Inequality, Life Chances, Upward Mobility, & the American Dream

Inequality, Life Chances, Upward Mobility, & the American Dream

A brief discussion of inequalities that prohibit upward mobility.

In the United States, the “American Dream” is core ideal often preached and believed by many Americans. American culture promotes the American Dream which dictates that as long as one works hard the opportunity exists for prosperity and success. The American Dream also asserts that upward social and financial mobility is possible regardless of social class or circumstances of birth. This thought promotes the image of a society in which inequalities do not exist and gives little credence to the fact that inequalities are real problems, prohibiting upward mobility.

Upward mobility rarely happens because life chances or opportunities differ in availability for socioeconomic groups according to their access to resources.
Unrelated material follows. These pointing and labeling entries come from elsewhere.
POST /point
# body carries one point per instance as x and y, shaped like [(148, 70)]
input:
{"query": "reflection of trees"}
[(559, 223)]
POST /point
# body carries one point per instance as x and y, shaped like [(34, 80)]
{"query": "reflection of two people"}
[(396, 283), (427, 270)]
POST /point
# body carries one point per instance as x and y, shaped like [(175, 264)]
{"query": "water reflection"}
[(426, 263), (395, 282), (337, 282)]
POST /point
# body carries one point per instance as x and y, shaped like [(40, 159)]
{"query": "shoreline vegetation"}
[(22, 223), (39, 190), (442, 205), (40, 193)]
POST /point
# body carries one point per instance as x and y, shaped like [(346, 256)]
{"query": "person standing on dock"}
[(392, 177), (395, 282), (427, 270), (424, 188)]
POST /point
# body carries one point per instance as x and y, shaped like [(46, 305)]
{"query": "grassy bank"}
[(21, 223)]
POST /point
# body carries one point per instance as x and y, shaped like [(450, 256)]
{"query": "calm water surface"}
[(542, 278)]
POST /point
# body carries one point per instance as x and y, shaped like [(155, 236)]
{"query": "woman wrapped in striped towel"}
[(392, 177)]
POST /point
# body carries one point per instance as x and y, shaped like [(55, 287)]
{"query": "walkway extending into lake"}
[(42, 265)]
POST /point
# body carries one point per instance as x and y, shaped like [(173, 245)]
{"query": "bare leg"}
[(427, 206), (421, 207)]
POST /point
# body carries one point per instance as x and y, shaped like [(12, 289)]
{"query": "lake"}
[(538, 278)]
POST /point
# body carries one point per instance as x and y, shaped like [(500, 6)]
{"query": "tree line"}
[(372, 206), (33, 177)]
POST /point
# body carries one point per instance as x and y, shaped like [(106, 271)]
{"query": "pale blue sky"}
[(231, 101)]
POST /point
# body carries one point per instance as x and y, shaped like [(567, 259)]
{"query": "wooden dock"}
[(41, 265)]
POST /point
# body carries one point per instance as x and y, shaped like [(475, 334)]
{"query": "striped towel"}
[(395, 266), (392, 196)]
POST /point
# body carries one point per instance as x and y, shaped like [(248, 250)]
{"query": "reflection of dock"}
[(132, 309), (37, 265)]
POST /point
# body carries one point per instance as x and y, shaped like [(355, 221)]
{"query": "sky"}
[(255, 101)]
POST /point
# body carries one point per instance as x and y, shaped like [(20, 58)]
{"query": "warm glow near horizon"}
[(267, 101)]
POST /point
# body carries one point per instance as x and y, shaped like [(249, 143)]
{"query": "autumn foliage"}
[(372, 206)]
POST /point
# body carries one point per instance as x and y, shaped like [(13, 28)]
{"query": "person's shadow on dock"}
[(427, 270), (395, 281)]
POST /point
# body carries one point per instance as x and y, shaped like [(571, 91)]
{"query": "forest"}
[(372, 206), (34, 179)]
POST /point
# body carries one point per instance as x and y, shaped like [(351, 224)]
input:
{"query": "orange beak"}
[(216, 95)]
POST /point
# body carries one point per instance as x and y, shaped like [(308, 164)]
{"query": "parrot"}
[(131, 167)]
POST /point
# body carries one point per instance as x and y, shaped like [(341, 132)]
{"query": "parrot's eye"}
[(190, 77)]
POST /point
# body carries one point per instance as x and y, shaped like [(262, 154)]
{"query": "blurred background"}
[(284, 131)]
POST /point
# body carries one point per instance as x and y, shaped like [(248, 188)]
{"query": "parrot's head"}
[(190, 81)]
For example, if you are poor you have less access to loans which makes starting a business more difficult than a rich person starting a business. Despite this fact, the American Dream is still a prevalent ideology because it suppresses underprivileged groups of people and places the blame on them rather than society. This issue dates back to the founding of the US and remains unchanged in many ways.

Claims that the American Dream is a reality, usually cite instances of when immigrants first came to the United States and become successful. The truth is that only immigrants who possess valuable skill or have money to start enterprises become successful which has little to do with hard work. Cases are often cited of poor black people becoming successful in order to claim the American Dream is real, when the reality is that these cases are outliers and only happen in unique circumstances. The reason that the American Dream is still relevant is due to its reinforcement of privileged groups that do not want to take responsibility for the fact that social systems in the United States are responsible for keeping people in the class they were born.